There are a variety of different sorts of horizons in GR. For instance, in a universe with a cosmological constant (such as ours, it would appear), there’s also a horizon at great distance from and surrounding any given observer. Anything beyond that horizon is receeding too quickly for light to reach the observer at the center. You’ll also observe a horizon if you travel at a constant acceleration for a long period of time. What’s interesting is that these horizons are observer dependent, and you’ll observe the radiation from them if and only if you’re in an appropriate frame to observe the horizon.
I don’t know of any way in classical GR to produce a globally-observable horizon without a singularity, but I’m reluctant to say that it’s impossible.

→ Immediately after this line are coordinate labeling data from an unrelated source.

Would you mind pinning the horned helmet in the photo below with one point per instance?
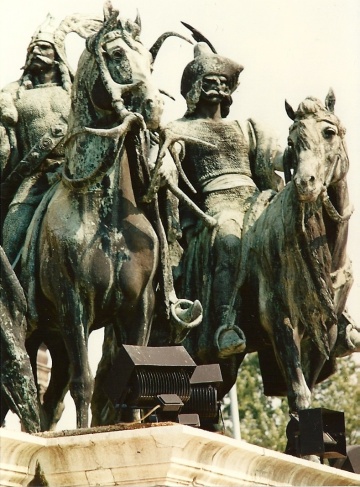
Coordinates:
(206, 62)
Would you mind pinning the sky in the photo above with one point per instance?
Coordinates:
(289, 50)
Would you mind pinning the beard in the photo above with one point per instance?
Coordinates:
(39, 64)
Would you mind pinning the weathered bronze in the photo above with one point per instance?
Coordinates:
(18, 390)
(104, 239)
(92, 255)
(273, 274)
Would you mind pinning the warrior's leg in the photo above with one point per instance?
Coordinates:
(229, 338)
(16, 223)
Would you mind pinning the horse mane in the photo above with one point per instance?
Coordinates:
(313, 107)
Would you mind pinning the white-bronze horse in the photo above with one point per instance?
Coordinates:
(92, 257)
(296, 275)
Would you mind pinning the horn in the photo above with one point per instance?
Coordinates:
(198, 36)
(289, 110)
(138, 20)
(109, 10)
(330, 100)
(160, 41)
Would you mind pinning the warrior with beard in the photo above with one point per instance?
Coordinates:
(34, 112)
(228, 167)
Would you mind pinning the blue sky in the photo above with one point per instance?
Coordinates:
(289, 49)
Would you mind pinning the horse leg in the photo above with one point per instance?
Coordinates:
(139, 301)
(74, 326)
(317, 360)
(102, 410)
(286, 343)
(53, 399)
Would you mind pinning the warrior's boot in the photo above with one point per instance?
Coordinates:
(229, 339)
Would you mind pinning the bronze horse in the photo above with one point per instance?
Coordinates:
(92, 256)
(295, 275)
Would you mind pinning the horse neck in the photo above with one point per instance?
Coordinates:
(337, 232)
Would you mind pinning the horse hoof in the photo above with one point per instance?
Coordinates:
(229, 343)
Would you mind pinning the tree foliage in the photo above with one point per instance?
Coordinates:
(263, 420)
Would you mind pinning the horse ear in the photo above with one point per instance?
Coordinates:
(289, 110)
(330, 100)
(138, 20)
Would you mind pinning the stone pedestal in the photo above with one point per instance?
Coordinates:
(152, 455)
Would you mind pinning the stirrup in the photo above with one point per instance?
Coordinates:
(229, 340)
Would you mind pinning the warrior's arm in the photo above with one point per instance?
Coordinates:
(8, 143)
(267, 156)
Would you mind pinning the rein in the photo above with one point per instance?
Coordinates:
(328, 205)
(97, 174)
(332, 211)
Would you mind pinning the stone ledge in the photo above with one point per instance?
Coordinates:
(165, 455)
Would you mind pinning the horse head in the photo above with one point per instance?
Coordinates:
(121, 78)
(316, 149)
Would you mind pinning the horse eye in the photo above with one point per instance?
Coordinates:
(329, 132)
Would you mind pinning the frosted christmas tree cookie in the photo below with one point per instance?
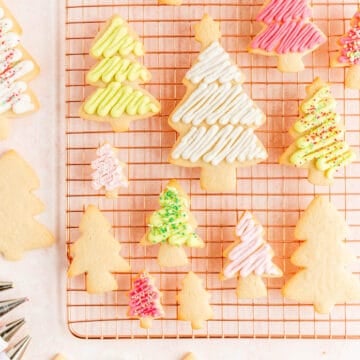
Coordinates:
(17, 68)
(193, 302)
(216, 119)
(19, 231)
(323, 279)
(108, 171)
(287, 33)
(172, 226)
(250, 258)
(144, 300)
(96, 253)
(319, 137)
(119, 98)
(349, 53)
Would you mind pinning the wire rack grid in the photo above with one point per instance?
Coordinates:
(274, 193)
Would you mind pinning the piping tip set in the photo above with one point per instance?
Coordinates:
(8, 330)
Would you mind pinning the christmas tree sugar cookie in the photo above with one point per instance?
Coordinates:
(319, 137)
(172, 226)
(287, 33)
(119, 98)
(349, 53)
(17, 68)
(96, 253)
(216, 118)
(108, 171)
(145, 300)
(19, 231)
(250, 258)
(323, 279)
(193, 302)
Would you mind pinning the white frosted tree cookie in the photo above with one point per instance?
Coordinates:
(324, 279)
(216, 118)
(119, 98)
(172, 226)
(287, 33)
(108, 171)
(250, 258)
(96, 253)
(349, 53)
(193, 302)
(17, 68)
(19, 231)
(144, 300)
(319, 137)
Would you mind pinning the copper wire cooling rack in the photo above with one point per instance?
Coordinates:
(275, 194)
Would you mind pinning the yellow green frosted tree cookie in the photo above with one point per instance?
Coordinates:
(17, 68)
(319, 134)
(323, 279)
(19, 231)
(193, 302)
(173, 226)
(96, 253)
(119, 98)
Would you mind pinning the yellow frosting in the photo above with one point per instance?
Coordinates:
(117, 39)
(119, 99)
(322, 139)
(118, 69)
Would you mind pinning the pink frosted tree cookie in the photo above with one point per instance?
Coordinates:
(349, 53)
(287, 33)
(145, 300)
(108, 171)
(250, 258)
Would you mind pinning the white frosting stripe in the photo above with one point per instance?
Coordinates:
(214, 65)
(215, 145)
(214, 103)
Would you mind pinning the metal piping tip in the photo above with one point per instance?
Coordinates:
(5, 285)
(18, 350)
(9, 330)
(8, 305)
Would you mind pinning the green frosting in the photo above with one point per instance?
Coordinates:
(171, 222)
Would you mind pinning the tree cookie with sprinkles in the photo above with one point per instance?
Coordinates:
(349, 53)
(216, 119)
(172, 226)
(319, 137)
(144, 300)
(287, 33)
(119, 99)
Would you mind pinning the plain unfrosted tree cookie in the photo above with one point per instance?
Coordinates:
(287, 33)
(349, 53)
(319, 137)
(144, 300)
(193, 302)
(108, 171)
(96, 253)
(19, 231)
(323, 279)
(250, 258)
(119, 98)
(216, 119)
(17, 68)
(172, 226)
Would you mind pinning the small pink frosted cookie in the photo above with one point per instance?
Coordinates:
(287, 33)
(349, 53)
(145, 300)
(108, 171)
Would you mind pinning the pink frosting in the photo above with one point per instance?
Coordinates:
(108, 170)
(280, 10)
(145, 298)
(291, 36)
(252, 254)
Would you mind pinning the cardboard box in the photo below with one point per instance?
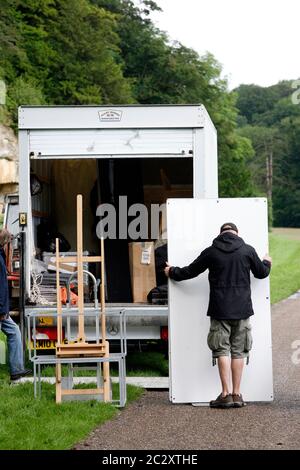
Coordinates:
(142, 269)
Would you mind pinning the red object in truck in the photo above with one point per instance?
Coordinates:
(164, 333)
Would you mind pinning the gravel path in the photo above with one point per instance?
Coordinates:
(153, 422)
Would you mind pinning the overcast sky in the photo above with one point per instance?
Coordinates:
(256, 41)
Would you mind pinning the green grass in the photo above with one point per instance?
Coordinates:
(26, 423)
(40, 424)
(285, 273)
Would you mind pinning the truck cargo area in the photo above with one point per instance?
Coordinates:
(141, 180)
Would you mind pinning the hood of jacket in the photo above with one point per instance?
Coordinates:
(228, 242)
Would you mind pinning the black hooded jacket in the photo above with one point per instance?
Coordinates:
(229, 261)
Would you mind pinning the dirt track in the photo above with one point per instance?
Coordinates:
(154, 423)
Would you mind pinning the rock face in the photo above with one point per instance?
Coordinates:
(8, 162)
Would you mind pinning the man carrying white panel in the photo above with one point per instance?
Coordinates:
(229, 261)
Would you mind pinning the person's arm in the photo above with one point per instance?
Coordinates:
(3, 281)
(198, 266)
(260, 268)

I looked this up in my book last night, and the reason the black hole loses mass is because the energy to “create” the pair of particles comes from the gravitational field of the black hole, so it is energy generated by the matter inside the event horizon. Even though light doesn’t escape, gravity does.
The pair of particles are a particle and an anti-particle. The particle has positive energy, and the anti-particle has negative energy. The postive particle is emitted out of the event horizon, and the negative anti-particle falls back in and when “reassorbed” removes energy from the black hole. Since e=mc^2 when energy is lost, matter is lost.
And because of something, something the Second Law is not violated.
FordPrefect, that is what I was trying to say, but not as well. (Not that I would mention the Second Law of Thermodynamics, because I would just :mumble: :mumble:) However, I object to the phrase “gravity escapes”. It doesn’t really have to. Before the black hole forms, the universe is curved around the “protohole”. When the hole forms, the curve changes, but nothing ever has to “escape” from the singularity - the curvature changes and stays that way.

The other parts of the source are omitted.